Hoewel ik uit het stuk niet veel wijzer werd over welke ethiek nu eigenlijk dominant is in Duitsland, maakt dat niet zo veel uit realiseer ik mij. Het onderscheid tussen – simpeler gezegd – idealisme en pragmatisme, (dat overal ter wereld een rol speelt) is meer een kwestie van politieke en religieuze kleur dan nationale cultuur. Zoals de deskundigen die in het stuk aan het woord komen ook vaststellen.

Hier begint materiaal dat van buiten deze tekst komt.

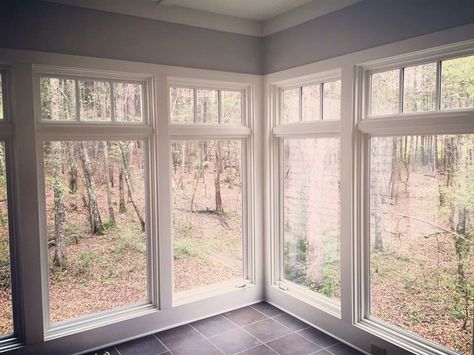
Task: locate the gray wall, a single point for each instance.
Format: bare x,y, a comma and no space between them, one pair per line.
367,24
50,27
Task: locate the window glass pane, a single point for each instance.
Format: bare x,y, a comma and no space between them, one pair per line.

“Het heersende standpunt vandaag de dag is dat Duitsland leunt op de ethiek van overtuigingen, zegt Wolfgang Nowak, die adviseur was van kanselier Gerhard Schröder. Het naoorlogse verlangen van de Duitsers om hun nazi-verleden te boven te komen door extravagante morele posities in te nemen, verergerde die neiging. Over het algemeen is de ethiek van overtuigingen inderdaad het meest voorkomend onder links en protestanten, en iets minder onder conservatieven en katholieken, aldus de socioloog Manfred Güllner. Zo geven de sociaaldemocraten, die zichzelf als de kruisvaarders voor sociale rechtvaardigheid beschouwen, vaak de indruk dat ze niet alleen niet in staat zijn maar ook onwillig zijn om te regeren zodat ze niet daadwerkelijk verantwoordelijkheid hoeven te nemen, denkt Güllner.”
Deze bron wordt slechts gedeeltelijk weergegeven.